USA Today Network Aleanna Siacon, Detroit Free Press
Published 2:34 p.m. ET April 29, 2018
Learn all about Hepatitis A with these 5 facts.
Customers eating Buffalo Wild Wings at a Michigan site from March 24 through April 9 may be exposed to Hepatitis A, according to Michigan health officials.
In a Press The Macomb County Health Department confirmed that a Foodservice employee at Buffalo Wild Wings, Warren, 29287 Mound Road, had hepatitis A, a highly contagious liver infection, diagnosed with the following symptoms, which were between the ages of 15 and 50 Develop days after exposure:
- abdominal pain
- dark urine
- chills  yellow skin and eyes (jaundice)

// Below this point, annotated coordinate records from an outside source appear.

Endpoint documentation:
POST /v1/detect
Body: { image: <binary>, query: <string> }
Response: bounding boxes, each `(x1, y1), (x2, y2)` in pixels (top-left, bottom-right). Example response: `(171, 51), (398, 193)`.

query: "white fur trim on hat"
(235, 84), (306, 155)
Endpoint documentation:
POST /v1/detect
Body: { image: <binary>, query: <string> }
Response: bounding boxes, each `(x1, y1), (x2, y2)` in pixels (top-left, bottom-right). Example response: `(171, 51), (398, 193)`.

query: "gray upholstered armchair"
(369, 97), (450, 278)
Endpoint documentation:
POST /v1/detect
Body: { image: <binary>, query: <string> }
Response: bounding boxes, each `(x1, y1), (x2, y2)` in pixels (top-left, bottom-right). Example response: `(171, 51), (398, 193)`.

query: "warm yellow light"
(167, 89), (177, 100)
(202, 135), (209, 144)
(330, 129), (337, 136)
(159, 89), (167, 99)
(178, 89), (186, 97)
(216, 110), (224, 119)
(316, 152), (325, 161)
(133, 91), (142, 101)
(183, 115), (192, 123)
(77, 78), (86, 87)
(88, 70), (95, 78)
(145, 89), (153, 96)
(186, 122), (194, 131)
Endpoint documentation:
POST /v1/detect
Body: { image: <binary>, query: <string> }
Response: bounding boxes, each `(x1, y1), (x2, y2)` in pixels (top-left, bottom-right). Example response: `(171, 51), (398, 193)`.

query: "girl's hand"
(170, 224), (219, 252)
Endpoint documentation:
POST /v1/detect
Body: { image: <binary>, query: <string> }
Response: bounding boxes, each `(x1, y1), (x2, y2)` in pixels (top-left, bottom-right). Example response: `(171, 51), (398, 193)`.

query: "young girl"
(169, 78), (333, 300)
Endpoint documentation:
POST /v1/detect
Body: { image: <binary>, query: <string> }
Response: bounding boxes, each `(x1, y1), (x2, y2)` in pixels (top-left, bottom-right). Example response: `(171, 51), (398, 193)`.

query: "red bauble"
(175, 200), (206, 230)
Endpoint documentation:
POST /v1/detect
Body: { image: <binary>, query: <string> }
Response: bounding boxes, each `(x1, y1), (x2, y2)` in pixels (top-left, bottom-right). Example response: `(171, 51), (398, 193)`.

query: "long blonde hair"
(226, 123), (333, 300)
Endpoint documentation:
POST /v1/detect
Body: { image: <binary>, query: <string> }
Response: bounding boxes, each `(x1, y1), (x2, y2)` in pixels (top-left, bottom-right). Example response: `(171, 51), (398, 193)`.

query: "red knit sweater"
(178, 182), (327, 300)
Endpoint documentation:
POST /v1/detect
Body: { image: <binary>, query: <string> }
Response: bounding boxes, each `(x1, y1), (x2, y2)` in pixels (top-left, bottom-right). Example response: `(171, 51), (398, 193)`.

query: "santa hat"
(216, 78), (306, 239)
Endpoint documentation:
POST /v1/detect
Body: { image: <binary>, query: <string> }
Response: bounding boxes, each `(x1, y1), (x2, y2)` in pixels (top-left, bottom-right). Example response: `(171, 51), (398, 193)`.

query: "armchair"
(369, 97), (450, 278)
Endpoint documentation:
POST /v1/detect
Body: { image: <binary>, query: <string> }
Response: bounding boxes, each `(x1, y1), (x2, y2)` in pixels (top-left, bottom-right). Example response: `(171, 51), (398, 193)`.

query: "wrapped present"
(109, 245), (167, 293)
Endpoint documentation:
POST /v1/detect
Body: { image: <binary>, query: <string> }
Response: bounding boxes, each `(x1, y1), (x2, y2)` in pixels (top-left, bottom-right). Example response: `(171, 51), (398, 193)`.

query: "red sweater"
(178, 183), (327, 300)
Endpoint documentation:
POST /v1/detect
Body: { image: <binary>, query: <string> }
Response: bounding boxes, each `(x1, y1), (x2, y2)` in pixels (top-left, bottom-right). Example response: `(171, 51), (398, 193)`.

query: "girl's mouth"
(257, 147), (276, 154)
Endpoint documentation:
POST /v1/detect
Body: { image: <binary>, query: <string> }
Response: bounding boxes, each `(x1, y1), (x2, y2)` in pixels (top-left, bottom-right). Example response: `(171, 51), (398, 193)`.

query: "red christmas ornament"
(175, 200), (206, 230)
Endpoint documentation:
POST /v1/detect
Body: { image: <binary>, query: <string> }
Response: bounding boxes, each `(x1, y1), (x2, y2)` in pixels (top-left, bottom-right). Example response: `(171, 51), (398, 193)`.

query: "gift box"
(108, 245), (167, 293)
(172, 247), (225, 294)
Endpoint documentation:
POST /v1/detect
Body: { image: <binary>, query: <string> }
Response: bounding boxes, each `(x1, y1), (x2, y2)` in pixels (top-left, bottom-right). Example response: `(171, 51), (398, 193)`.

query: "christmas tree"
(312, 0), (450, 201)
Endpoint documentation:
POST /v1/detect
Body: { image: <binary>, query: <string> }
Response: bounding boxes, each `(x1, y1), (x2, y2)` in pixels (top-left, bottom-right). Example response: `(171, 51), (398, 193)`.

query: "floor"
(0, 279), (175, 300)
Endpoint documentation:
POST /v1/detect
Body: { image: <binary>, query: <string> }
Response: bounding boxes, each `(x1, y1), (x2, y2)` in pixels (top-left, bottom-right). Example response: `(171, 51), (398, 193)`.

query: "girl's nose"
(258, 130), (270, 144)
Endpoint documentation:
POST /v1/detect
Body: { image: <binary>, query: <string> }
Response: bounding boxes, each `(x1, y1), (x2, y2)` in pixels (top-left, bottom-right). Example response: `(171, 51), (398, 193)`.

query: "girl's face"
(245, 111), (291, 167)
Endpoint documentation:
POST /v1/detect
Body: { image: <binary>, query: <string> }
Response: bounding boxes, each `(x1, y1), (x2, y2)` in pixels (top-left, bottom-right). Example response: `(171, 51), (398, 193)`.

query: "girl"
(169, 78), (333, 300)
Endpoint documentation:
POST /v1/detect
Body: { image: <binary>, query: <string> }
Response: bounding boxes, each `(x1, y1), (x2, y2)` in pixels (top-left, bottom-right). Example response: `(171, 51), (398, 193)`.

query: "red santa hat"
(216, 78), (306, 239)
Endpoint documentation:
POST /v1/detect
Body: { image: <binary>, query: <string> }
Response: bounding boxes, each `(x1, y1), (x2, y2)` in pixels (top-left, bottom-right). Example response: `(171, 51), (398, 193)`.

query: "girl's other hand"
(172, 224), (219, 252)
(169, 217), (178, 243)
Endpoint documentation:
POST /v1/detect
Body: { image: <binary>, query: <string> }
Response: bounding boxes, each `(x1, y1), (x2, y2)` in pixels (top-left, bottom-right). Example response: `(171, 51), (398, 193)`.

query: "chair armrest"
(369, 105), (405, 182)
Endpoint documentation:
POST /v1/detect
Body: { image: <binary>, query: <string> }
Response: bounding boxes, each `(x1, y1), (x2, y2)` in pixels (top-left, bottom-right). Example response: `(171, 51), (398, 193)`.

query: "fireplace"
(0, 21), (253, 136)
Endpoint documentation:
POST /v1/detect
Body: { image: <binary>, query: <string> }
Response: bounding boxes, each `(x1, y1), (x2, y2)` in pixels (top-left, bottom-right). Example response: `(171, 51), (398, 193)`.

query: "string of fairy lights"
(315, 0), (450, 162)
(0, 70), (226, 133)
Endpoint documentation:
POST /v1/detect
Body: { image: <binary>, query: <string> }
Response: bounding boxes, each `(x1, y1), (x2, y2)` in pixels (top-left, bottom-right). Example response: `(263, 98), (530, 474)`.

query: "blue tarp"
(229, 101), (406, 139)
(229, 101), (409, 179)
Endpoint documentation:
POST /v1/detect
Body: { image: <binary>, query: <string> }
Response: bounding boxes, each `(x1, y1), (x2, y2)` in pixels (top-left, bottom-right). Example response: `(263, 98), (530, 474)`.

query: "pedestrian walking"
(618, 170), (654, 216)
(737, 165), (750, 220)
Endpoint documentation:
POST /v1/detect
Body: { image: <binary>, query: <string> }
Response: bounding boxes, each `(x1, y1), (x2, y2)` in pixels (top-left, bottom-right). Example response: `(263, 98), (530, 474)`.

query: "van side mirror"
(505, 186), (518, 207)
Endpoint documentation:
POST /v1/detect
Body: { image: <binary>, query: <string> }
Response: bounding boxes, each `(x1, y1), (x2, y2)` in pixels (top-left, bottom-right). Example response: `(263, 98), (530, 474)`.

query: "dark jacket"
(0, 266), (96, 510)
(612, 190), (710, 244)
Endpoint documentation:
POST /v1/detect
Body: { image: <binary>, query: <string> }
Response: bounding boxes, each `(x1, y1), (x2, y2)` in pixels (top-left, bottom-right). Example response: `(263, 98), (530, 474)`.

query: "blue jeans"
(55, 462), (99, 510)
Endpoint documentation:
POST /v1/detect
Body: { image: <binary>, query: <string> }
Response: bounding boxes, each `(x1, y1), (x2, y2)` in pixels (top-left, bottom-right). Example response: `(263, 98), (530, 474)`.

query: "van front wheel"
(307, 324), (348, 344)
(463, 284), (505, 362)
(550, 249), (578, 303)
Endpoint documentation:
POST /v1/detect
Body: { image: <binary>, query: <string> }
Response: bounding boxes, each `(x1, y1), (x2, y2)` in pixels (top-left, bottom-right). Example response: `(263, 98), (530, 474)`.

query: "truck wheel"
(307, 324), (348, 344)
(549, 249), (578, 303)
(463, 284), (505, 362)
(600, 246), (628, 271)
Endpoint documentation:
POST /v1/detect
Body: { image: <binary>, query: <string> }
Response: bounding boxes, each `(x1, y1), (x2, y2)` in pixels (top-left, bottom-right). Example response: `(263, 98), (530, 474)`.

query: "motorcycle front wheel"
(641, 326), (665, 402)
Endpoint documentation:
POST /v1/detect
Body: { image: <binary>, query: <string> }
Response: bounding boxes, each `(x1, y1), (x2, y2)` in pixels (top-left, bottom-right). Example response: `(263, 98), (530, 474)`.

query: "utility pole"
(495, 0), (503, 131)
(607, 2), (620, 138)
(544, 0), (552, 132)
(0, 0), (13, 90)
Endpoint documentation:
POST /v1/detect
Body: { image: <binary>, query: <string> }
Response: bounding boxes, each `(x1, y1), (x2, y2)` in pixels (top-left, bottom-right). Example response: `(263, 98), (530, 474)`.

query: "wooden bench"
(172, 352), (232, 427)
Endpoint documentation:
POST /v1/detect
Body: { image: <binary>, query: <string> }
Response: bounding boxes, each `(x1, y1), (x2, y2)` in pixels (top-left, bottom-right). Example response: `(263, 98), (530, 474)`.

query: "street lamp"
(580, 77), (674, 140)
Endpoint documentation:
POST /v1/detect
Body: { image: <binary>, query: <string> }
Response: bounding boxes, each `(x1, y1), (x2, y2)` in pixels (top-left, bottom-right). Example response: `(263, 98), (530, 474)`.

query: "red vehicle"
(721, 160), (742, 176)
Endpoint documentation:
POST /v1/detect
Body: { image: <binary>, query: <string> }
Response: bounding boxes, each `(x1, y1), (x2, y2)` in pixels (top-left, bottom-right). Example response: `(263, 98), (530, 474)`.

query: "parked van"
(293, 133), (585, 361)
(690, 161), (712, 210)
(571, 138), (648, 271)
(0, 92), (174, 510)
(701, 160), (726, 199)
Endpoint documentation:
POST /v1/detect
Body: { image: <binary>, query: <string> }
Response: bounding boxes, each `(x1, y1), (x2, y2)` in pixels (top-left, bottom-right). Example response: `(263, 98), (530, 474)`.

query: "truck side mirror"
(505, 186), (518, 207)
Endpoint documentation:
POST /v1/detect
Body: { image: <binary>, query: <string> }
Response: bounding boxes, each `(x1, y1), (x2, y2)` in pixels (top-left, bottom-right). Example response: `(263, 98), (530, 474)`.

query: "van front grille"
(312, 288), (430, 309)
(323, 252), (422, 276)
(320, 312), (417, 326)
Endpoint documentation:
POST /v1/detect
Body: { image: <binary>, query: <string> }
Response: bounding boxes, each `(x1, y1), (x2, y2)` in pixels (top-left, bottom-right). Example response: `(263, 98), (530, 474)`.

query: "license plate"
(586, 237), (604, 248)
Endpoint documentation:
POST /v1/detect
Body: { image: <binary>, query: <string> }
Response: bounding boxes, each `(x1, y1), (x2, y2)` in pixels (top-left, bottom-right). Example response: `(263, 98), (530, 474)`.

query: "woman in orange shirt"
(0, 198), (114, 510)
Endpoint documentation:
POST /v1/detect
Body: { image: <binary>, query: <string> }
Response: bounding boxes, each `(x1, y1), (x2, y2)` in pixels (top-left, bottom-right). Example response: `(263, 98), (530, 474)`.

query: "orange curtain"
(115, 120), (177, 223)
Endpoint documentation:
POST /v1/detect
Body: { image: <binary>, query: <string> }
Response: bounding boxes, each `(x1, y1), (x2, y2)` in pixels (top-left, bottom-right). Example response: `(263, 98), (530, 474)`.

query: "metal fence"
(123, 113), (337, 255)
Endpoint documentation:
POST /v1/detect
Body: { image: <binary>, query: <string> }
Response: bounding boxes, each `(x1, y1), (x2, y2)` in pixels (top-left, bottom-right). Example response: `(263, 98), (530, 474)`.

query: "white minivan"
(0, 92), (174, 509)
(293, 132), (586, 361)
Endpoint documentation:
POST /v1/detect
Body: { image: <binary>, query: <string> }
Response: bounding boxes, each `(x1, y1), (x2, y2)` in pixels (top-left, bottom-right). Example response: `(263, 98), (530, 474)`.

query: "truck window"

Hepatitis A can cause mild to severe illnesses that can last for weeks to months. In rare cases, the infection has caused death, according to the Centers for Disease and Control.
According to the health department, the restaurant was inspected on April 17, and the management cooperated during an investigation and received approval to operate.
However, for those who ate at the restaurant between April 24 and 9, the Department of Health recommends that people seek a hepatitis A vaccine.
"Vaccination can prevent hepatitis A if it is given within 14 days of possible exposure," the press release said.
Hepatitis A vaccines are available through the Macomb County Health Authority and through some health care providers and pharmacies.
The Health Department's vaccination plan for locations in Mt. Clemens, Warren, and St. Clair Shores can be found here.
This report comes in the midst of a serious and widespread hepatitis A outbreak in Michigan. According to the Department of Health, more than 800 cases have been reported in this state since August 2016.